5. Adopção de Abordagens Preventivas
Priorizar a manutenção preventiva em vez de correctiva pode gerar economias significativas a longo prazo. Isso envolve a implementação de planos de manutenção personalizados para cada edifício, levando em consideração as suas características únicas e as necessidades específicas. Ferramentas de diagnóstico preditivo, como sensores inteligentes e análises de dados, podem ser usadas para identificar potenciais problemas antes que eles ocorram.
6. Tecnologias Inovadoras
A digitalização dos sistemas de AVAC oferece oportunidades sem precedentes para melhorar a sua eficiência e sustentabilidade. Soluções como sensores de qualidade do ar, sistemas de automatização e plataformas de monitorização em tempo real podem optimizar o desempenho dos equipamentos, reduzir o consumo de energia e garantir ambientes mais saudáveis para os ocupantes.

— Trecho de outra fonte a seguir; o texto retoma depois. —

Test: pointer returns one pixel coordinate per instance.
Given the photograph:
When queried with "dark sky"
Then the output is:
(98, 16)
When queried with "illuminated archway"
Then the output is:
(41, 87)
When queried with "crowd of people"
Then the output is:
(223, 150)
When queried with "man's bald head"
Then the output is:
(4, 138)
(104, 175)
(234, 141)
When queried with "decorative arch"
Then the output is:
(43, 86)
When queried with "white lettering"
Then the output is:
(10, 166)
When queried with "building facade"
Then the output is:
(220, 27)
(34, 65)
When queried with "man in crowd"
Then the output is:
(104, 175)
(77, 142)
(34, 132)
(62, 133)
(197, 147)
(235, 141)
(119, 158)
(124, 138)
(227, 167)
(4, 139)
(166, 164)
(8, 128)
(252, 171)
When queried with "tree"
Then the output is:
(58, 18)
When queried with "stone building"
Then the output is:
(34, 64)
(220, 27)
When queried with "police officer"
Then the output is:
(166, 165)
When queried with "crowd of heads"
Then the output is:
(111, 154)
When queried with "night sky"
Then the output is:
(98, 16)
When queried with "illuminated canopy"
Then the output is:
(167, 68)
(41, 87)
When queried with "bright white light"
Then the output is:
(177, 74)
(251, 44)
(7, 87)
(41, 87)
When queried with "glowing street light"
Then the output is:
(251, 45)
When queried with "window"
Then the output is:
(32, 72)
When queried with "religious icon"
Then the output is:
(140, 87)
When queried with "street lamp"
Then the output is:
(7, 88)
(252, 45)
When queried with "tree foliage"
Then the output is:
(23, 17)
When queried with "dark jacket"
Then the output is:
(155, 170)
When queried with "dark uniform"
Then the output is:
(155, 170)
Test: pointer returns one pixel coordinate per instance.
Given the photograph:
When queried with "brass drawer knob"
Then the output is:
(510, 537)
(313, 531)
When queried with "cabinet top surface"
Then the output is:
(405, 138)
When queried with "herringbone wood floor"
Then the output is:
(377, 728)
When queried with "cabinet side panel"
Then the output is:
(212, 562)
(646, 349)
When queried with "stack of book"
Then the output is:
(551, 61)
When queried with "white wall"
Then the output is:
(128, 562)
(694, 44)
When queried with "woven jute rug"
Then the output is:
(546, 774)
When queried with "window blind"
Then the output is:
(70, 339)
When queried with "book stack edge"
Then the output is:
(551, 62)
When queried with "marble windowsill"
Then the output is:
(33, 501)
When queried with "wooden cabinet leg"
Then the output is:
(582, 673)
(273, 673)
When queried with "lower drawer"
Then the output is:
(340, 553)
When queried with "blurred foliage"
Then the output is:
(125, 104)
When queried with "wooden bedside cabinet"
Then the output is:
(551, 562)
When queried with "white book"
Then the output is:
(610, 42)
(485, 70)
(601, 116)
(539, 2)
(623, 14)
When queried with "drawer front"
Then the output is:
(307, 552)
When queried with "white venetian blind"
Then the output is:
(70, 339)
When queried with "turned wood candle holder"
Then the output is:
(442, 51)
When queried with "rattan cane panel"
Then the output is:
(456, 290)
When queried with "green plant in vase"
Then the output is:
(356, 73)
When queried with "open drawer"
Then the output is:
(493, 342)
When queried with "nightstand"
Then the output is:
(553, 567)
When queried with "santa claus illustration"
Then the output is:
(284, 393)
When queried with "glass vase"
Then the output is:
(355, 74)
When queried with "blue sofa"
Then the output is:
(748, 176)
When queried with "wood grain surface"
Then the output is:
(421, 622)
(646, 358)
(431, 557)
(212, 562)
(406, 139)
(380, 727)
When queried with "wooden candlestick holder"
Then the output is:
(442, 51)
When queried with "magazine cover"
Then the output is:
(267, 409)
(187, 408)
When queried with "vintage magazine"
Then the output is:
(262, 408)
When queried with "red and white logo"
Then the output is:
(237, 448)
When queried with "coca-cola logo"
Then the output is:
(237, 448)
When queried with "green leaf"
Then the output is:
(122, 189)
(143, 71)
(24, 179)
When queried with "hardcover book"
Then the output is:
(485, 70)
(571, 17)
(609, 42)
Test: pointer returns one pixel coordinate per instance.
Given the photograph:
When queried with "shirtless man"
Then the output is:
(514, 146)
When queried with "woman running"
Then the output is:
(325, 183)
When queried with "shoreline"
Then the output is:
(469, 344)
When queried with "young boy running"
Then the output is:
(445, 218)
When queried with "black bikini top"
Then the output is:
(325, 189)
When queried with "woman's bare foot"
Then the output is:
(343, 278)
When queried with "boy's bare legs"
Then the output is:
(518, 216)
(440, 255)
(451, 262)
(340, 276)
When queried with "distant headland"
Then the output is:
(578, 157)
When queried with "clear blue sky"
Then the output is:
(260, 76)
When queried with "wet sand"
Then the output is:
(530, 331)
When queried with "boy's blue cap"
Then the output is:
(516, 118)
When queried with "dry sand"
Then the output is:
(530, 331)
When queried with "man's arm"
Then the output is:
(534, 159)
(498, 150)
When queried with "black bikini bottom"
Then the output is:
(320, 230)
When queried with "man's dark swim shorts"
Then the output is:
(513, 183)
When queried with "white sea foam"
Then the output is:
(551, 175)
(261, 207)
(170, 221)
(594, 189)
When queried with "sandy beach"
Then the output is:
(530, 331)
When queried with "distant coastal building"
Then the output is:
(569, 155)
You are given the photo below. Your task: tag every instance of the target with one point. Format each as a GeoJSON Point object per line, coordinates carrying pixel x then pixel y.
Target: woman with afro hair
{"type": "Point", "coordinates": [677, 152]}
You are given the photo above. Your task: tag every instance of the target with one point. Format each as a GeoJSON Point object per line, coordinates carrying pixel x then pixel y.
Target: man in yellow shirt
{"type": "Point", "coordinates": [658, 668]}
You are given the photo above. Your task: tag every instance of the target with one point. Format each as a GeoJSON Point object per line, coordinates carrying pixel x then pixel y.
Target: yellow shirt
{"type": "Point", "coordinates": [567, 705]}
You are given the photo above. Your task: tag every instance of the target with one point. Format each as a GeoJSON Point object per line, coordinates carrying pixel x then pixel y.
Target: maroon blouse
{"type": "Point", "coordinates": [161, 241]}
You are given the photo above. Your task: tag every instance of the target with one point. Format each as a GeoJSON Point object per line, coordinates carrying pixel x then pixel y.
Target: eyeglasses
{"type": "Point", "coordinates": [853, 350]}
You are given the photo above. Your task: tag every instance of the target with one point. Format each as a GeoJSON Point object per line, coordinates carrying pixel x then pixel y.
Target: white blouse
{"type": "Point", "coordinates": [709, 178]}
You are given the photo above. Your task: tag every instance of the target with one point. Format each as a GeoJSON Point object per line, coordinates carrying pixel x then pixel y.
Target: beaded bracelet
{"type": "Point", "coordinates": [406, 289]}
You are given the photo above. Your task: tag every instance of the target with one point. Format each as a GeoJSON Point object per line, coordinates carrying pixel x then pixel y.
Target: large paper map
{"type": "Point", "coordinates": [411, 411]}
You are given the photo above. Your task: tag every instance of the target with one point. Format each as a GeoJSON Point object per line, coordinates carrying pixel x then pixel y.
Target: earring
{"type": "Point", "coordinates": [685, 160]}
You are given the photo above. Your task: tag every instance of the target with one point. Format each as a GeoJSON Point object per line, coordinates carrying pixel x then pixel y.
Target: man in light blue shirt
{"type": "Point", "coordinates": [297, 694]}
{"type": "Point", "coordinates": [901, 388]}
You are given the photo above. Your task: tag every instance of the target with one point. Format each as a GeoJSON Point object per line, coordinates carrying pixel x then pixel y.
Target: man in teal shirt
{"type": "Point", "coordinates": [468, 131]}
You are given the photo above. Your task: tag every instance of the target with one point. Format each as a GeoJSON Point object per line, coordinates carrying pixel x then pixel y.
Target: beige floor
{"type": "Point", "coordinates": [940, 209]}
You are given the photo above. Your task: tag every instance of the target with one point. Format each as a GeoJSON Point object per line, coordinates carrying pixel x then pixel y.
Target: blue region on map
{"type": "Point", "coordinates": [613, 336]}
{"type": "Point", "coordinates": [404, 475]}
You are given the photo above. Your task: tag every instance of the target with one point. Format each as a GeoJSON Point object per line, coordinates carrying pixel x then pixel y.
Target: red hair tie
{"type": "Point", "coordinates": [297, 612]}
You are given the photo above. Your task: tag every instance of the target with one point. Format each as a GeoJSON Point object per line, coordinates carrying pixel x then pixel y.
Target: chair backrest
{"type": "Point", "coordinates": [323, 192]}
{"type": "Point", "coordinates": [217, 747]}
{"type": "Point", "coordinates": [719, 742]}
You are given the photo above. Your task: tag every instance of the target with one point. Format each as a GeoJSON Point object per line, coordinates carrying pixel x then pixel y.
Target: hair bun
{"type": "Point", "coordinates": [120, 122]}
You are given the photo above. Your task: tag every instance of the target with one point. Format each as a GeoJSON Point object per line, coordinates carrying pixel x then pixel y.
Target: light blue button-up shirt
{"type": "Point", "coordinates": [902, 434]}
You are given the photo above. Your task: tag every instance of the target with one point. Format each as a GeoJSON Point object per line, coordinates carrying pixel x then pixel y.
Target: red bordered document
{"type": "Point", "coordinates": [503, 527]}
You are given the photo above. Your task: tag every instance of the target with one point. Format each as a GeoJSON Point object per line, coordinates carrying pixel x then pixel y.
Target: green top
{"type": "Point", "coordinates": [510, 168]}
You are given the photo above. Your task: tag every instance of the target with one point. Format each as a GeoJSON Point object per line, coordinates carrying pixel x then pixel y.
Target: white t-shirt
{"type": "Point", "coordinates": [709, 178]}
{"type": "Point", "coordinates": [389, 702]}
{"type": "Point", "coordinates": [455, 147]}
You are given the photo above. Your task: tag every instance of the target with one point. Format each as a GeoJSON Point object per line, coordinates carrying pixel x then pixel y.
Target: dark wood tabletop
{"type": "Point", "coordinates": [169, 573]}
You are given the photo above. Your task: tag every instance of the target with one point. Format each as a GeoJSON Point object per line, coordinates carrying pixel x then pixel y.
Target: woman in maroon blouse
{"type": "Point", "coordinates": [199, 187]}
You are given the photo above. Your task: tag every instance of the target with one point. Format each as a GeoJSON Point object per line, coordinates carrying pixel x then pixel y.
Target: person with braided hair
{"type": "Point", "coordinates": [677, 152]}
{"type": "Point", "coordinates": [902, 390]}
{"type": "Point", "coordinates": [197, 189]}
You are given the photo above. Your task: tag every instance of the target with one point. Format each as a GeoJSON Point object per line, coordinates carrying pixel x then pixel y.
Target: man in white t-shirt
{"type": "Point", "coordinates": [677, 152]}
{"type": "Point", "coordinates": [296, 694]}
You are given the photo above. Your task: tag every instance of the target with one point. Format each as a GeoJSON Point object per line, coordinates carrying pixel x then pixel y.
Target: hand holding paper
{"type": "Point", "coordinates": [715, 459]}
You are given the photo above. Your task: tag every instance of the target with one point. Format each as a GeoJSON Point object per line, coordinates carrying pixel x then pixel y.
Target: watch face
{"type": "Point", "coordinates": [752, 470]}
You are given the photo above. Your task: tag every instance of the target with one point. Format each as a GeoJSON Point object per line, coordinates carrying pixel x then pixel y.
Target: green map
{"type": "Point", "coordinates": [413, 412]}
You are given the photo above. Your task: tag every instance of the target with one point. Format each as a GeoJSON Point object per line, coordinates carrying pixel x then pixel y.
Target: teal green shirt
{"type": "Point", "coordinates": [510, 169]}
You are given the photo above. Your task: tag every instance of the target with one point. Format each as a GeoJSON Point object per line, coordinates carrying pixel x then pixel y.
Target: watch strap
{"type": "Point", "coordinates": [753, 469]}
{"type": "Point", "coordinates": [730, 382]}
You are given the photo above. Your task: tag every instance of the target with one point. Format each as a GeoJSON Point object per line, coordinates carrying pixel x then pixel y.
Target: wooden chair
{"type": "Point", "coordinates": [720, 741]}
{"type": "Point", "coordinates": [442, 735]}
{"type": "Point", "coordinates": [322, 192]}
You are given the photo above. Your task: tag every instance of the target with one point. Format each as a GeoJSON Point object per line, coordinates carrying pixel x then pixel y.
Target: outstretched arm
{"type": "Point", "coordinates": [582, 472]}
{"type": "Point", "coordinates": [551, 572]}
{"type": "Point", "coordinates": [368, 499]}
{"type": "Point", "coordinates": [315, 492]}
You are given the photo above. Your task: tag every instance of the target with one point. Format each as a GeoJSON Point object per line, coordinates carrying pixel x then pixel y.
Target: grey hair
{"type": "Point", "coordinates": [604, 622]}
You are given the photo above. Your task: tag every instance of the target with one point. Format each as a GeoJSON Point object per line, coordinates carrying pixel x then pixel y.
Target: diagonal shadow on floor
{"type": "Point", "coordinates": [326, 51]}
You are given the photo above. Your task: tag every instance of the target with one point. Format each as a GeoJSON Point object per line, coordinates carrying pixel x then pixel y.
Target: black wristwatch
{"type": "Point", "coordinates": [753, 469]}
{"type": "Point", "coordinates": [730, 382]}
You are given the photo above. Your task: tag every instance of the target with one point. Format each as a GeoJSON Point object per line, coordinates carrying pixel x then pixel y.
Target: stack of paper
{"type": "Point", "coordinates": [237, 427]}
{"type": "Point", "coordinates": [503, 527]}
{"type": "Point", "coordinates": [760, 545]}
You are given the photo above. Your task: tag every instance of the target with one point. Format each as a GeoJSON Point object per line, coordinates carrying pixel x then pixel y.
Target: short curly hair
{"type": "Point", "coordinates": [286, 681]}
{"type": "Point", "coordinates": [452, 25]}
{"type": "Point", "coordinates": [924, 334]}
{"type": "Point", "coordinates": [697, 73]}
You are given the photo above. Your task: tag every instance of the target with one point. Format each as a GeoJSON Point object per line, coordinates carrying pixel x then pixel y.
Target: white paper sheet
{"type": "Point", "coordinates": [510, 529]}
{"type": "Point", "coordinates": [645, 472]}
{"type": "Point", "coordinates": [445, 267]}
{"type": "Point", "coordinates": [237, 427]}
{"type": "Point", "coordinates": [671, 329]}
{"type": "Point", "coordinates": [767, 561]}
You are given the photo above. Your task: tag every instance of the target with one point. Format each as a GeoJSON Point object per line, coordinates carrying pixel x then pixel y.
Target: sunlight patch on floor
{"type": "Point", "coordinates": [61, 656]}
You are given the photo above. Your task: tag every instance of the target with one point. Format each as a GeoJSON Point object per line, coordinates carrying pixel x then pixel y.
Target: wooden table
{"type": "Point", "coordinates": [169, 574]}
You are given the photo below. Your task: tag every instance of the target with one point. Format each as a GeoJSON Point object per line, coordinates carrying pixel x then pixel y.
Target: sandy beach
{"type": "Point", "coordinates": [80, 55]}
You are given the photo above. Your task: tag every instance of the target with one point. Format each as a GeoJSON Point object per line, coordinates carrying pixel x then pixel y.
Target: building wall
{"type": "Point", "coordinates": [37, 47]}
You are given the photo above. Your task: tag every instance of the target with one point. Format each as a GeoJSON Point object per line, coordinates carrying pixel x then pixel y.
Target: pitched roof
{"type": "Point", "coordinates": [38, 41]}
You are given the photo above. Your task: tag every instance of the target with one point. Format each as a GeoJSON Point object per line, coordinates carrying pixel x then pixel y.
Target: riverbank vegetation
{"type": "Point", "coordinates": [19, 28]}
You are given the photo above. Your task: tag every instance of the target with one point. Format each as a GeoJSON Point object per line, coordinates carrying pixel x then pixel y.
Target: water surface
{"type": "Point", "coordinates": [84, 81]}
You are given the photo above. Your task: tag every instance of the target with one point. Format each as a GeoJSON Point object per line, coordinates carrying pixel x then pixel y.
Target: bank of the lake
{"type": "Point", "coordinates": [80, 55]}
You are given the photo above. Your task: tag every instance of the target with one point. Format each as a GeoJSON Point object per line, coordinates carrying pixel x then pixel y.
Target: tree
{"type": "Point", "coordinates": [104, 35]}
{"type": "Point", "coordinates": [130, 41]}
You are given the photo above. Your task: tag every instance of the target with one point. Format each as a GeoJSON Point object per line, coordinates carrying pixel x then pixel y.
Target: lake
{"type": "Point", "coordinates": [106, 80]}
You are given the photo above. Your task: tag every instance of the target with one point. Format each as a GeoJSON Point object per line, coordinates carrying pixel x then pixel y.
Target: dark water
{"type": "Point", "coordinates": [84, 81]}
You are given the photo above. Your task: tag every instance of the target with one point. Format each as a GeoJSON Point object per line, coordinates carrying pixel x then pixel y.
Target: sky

Por exemplo, a IoT (Internet of Things) permite que dispositivos ligados em rede monitorizem continuamente parâmetros como temperatura, humidade relativa e concentrações de CO2, enviando alertas automáticos sempre que valores fora dos limites aceitáveis forem detectados. Esta abordagem proactiva ajuda a evitar falhas catastróficas e minimiza o impacte ambiental.
CONCLUSÃO
A manutenção adequada dos sistemas de AVAC é fundamental para garantir a qualidade do ar interior, a saúde dos ocupantes e a eficiência energética dos edifícios. Embora a legislação já tenha avançado nessa direcção, a sua aplicação prática ainda enfrenta diversos desafios que precisam ser superados. Ao combinar fiscalização eficaz, processo de comissionamento, consciencialização pública, qualificação técnica e inovação tecnológica, podemos criar ambientes interiores mais seguros, eficientes e sustentáveis, beneficiando tanto os utilizadores quanto o meio ambiente.
A transformação desse cenário passa por uma mudança cultural e institucional, onde todos os stakeholders — desde legisladores e gestores de edifícios até técnicos e ocupantes — reconheçam a importância vital dos sistemas de AVAC e trabalhem juntos para garantir o seu pleno funcionamento.
Para tal, o Sistema de Certificação Energética deve reconhecer na revisão em curso – até 29 de Maio de 2026 – o papel determinante que os Peritos Qualificados podem ter na sua articulação com o dono de obra, o director de obra e o projectista dos sistemas de AVAC e incluir na legislação as medidas acima propostas. Somente assim será possível transcender a mera existência de legislação e construir um futuro mais resiliente e sustentável.
As conclusões expressas são da responsabilidade dos autores.